# CANON MP830 PRINT HEAD



## Heatherheiberg (May 7, 2011)

I replaced the Print Head 11 months ago in my Canon MP830 multi-function printer. It is now printing pink and black only and all ink cartridges have been replaced. My local technician now says the Print Head needs replacing (AGAIN ???) Is this possible when I only print about 50 pages per month ?
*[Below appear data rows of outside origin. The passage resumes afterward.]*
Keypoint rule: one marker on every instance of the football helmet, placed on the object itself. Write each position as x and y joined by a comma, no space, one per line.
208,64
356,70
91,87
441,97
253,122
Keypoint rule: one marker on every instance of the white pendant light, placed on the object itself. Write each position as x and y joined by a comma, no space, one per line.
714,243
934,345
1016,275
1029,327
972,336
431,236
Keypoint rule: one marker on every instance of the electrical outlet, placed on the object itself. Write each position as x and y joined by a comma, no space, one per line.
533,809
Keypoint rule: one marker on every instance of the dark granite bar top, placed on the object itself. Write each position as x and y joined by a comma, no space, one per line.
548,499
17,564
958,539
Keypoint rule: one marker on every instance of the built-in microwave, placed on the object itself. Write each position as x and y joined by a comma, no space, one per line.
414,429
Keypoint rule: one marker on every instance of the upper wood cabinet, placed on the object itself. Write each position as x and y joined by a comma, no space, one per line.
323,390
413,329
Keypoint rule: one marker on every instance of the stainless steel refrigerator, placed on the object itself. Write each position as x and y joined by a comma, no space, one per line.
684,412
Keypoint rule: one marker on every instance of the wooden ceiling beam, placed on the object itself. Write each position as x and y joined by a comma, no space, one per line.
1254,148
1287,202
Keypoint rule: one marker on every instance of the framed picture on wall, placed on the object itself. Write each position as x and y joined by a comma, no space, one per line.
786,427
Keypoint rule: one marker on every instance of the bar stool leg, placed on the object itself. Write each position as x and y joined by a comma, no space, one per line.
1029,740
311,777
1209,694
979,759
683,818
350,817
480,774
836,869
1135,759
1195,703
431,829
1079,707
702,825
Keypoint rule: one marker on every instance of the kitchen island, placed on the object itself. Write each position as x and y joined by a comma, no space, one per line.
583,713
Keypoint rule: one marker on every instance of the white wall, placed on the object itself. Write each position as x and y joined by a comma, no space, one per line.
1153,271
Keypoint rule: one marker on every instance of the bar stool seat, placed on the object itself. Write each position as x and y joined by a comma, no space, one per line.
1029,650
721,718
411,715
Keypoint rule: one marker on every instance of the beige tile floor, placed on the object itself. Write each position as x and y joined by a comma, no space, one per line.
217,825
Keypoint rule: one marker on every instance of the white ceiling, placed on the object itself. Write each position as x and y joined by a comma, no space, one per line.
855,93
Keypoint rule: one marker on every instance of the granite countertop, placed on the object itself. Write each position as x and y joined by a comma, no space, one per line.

I'm now thinking of cutting my losses and buying an HP Printer.:4-dontkno


----------



## JimE (Apr 16, 2009)

It's likely not "worn out". What happens, especially when a printer doesn't get much use, is the print head gets clogged. There is usually an option in the printer drivers to clean and/or deep clean the printer. You can give that a try a few times and see if it helps. Otherwise, repair or replace.


----------



## Heatherheiberg (May 7, 2011)

Dogg said:


> It's likely not "worn out". What happens, especially when a printer doesn't get much use, is the print head gets clogged. There is usually an option in the printer drivers to clean and/or deep clean the printer. You can give that a try a few times and see if it helps. Otherwise, repair or replace.


----------



## Heatherheiberg (May 7, 2011)

Hi Dogg - thanks for your suggestion. I did a deep clean and subsequently had the head cleaned twice by my local technician.


----------